Publisher: Temple University Press
ISBN: 9780877228356
Category : Business & Economics
Languages : en
Pages : 508
Book Description
Offers a look at the sizeable population of women who are domestic workers in Latin America and the Caribbean.
Deadly Dust
Author: David Rosner
Publisher: Princeton University Press
ISBN: 9780691037714
Category : Occupational diseases
Languages : en
Pages : 248
Book Description
During the Depression, silicosis, an industrial lung disease, emerged as a national social crisis. Experts estimated that hundreds of thousands of workers were at risk of disease, disability, and death by inhaling silica in mines, foundries, and quarries. By the 1950s, however, silicosis was nearly forgotten by the media and health professionals. Asking what makes a health threat a public issue, David Rosner and Gerald Markowitz examine how a culture defines disease and how disease itself is understood at different moments in history. They also consider who should assume responsibility for occupational disease.

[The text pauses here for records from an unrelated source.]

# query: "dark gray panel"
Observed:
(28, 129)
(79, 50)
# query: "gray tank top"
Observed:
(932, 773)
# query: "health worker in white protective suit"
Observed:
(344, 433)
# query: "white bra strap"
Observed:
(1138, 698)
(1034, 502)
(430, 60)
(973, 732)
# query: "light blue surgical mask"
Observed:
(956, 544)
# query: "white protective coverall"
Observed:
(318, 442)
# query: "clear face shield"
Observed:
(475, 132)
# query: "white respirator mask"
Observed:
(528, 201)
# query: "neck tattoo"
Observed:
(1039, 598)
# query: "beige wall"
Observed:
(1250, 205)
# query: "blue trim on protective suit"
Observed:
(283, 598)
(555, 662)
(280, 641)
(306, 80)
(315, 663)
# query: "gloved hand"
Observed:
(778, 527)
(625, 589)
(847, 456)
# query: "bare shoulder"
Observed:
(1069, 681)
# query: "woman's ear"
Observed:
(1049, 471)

Publisher: Princeton University Press
ISBN: 9780691037714
Category : Occupational diseases
Languages : en
Pages : 248
Book Description
During the Depression, silicosis, an industrial lung disease, emerged as a national social crisis. Experts estimated that hundreds of thousands of workers were at risk of disease, disability, and death by inhaling silica in mines, foundries, and quarries. By the 1950s, however, silicosis was nearly forgotten by the media and health professionals. Asking what makes a health threat a public issue, David Rosner and Gerald Markowitz examine how a culture defines disease and how disease itself is understood at different moments in history. They also consider who should assume responsibility for occupational disease.